NSAİİ’ler tedavide yardımcı olmazsa, doktorunuz bir tümör nekroz faktörü (TNF) bloke edicisi veya interlökin 17 (IL-17) inhibitörü gibi bir ilaç başlatmayı önerebilir. TNF blokerleri vücutta iltihaplanmaya neden olan hücre proteinini hedef alır. IL-17 vücudunuzun enfeksiyona karşı savunmasında ve ayrıca iltihaplanmada rol oynar.
TNF blokerleri ağrı, sertlik veya şişmiş eklemlerin tedavisinde yardımcı olur. İlaçlar deri altına enjekte edilerek verilir.

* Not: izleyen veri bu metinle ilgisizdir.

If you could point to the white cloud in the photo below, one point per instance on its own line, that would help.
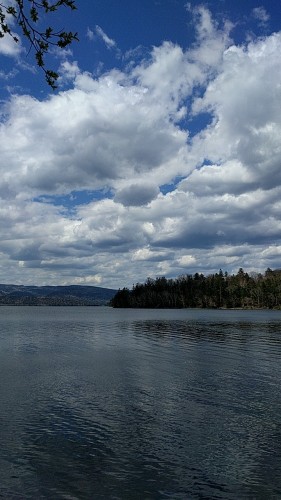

Ankilozan spondilit tedavisi için Amerikan Gıda ve İlaç İdaresi (FDA) tarafından onaylanan beş TNF bloke edici ilaçlar şunlardır:
Adalimumab (Humira), Certolizumab pegol(Cimzia), Eterdenet (Enbrel), Golimumab (Simponi, Simponi Aria),Infliximab (Remicade).
Secukinumab (Cosentyx), ankilozan spondilit tedavisinde FDA tarafından onaylanan ilk IL-17 inhibitörüdür.
Fizyoterapi:
Fizyoterapi tedavinin önemli bir parçasıdır ve ağrıdan kurtarmaya, güç ve esneklik kazanmaya kadar birçok avantaj sağlayabilir. İhtiyaçlarınıza göre özel egzersizler verilir. Hareket aralığı ve germe egzersizleri eklemlerinizde esneklik sağlamanıza ve iyi duruşunuzu korumanıza yardımcı olabilir. Doğru uyku ve yürüme pozisyonları, karın ve sırt egzersizleri dik duruşunuzu korumaya yardımcı olabilir.
Cerrahi tedavi:
Ankilozan spondilit hastalarının çoğunun ameliyat olması gerekmez. Bununla birlikte, şiddetli ağrı ya da eklem hasarı varsa ya da kalça ekleminiz hasar görürse doktorunuz cerrahiyi tavsiye edebilir.